J’ai donc « craqué », ai enrichi ma petite collec de Plus tard par Gaëtan Dorémus (aux éditions du Rouergue), aux jolies illus faussement naïves, au trait frêle, à la perspective totalement aplatie, et aux couleurs décalées — une esthétique très « fifties »…

De Le chant des génies par Emre Ohrun, sur un texte de Nacer Khémir (chez Actes Sud Junior): un conte dé fée à la manière arabe, joliment troussé & illustré par des manières de gravures, sombres & impressionnantes…

Et de Ami-ami par Stéphane Girel, sur un texte de Rascal (chez Pastel): le plus traditionnel des trois, somme toute, une fable amusante sur l’amitié & l’égoïsme — traité en grandes planches de peinture à la « matière » apparente & à la simplicité humoristique…

Le tout avec en prime de chouettes dédicaces… Mon copain Philippe-Henri Turin venait aussi de sortir une belle nouveauté à l’École des Loisirs, et j’ai hésité devant quelques François Roca & Fred Bernard (quel talent! C’est renversant!), ainsi que devant un Isabelle Chatelard (mais elle n’était pas là) — mais optai finalement pour un peu de raison, mon porte-monnaie n’étant pas d’accord…

De quoi ne pas penser, durant cinq minutes, à la situation politique?! 🙁

Quoique sans jamais oublier qu’il faut voter pour Chirac dimanche prochain.

#221

Nous rêvons d’autres passés, nous avons imaginé 1000 futurs. Aujourd’hui nous avons peur de l’avenir. Les auteurs de Science Fiction, et ceux qui les lisent, s’élèvent ensemble contre l’option annoncée de l’Extrême Droite et du Fascisme en France.
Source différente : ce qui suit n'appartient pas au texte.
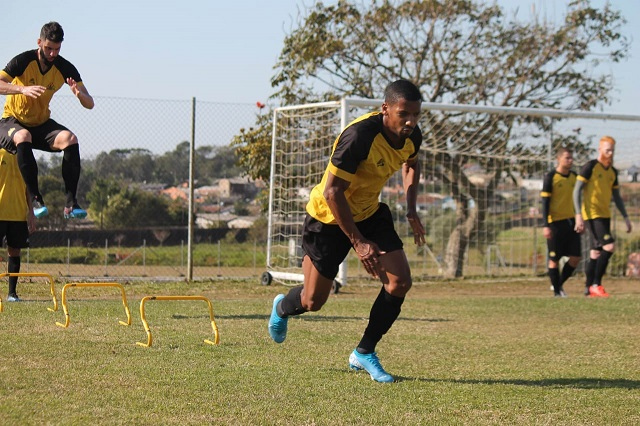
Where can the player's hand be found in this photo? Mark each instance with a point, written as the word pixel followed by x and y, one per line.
pixel 368 252
pixel 73 86
pixel 33 91
pixel 579 227
pixel 417 228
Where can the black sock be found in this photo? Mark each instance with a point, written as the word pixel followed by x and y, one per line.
pixel 28 168
pixel 590 271
pixel 384 312
pixel 554 275
pixel 567 271
pixel 291 304
pixel 601 266
pixel 71 173
pixel 13 266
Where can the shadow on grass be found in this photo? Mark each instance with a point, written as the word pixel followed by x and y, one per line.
pixel 570 383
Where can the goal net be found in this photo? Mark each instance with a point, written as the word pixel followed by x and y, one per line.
pixel 479 195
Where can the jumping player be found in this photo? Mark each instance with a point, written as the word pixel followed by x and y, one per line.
pixel 344 212
pixel 30 80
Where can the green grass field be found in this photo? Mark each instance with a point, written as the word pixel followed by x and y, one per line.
pixel 464 353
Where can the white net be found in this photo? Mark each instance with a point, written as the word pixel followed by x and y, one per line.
pixel 479 199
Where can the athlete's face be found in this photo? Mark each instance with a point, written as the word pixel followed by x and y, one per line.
pixel 606 153
pixel 49 50
pixel 400 118
pixel 565 161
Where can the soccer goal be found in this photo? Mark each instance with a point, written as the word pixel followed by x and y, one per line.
pixel 482 170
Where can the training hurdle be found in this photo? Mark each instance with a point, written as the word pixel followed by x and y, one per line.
pixel 34 274
pixel 67 318
pixel 144 300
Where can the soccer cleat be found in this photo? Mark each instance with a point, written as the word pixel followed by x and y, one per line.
pixel 597 291
pixel 39 209
pixel 561 293
pixel 277 325
pixel 75 212
pixel 13 298
pixel 371 364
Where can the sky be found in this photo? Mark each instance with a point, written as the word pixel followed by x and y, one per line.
pixel 214 50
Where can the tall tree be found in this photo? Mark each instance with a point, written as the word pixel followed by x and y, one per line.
pixel 457 51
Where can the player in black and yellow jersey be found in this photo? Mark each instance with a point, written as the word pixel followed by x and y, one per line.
pixel 30 80
pixel 597 184
pixel 344 212
pixel 559 220
pixel 16 216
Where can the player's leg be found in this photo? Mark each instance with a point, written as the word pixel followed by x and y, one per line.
pixel 553 256
pixel 325 247
pixel 17 235
pixel 18 140
pixel 396 282
pixel 67 142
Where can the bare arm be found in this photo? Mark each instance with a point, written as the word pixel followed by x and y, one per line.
pixel 6 88
pixel 617 199
pixel 81 92
pixel 410 181
pixel 577 206
pixel 366 250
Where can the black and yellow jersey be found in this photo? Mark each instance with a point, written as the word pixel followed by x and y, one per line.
pixel 559 188
pixel 598 190
pixel 362 156
pixel 13 198
pixel 24 70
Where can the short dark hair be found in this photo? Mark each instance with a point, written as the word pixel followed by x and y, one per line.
pixel 402 89
pixel 52 31
pixel 562 150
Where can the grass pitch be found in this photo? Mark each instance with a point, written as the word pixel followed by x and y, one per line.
pixel 464 353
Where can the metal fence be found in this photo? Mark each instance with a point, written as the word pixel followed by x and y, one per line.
pixel 77 250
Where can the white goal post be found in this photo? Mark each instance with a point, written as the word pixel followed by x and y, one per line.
pixel 482 170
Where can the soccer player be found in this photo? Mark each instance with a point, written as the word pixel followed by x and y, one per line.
pixel 344 212
pixel 30 80
pixel 16 216
pixel 559 222
pixel 597 184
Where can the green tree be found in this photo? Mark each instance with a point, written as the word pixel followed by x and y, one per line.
pixel 460 51
pixel 99 195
Ouverture le 22 avril 2002 de Auteurs Sans Fascisme, pétition littéraire sous forme de poèmes, nouvelles, fables, peintures, logos, et billets d’humeur par ceux qui font encore pour quelque temps l’imaginaire… avant que la réalité ne les rende obsolètes. Ensemble contre le Front National et la peur, à visages découverts.

Initiative accueillie et soutenue par Oxymore, éditeur engagé.

Avec les artistes signataires :

Léa Silhol, Lionel Belmon, Jess Kaan, Alain Pozzuoli, Fabrice Colin, Léo Henry, Claude Mammier, Denis Labbé, Jérôme Tzakiri, Serena Gentilhomme, Natacha Giordano, David Calvo, Nathalie Dau, Sylvie Miller, Alexandre Malagoli, Fabrice Linnsky, Patrick Marcel, Sire Cédric, René Beaulieu, Claire Panier-Alix, Alexandre Mauméjean, Jean Millemann… et bien d’autres… et ceux qui les rejoignent tous les jours…

#220

Chacun ses manifs: Léa Silhol des éditions de l’Oxymore a mis sur pied le site web Auteurs Sans fascisme, où l’on lira diverses contributions d’écrivains empoignant le sujet brûlant. Je n’ai pas ce talent, mais ai lu avec… bon, « plaisir » n’est pas le terme adéquat, et « intérêt » me semble trop faible, bref, j’ai… lu, notamment, les contributions de Fabrice Colin & de David Calvo, toujours aussi doués.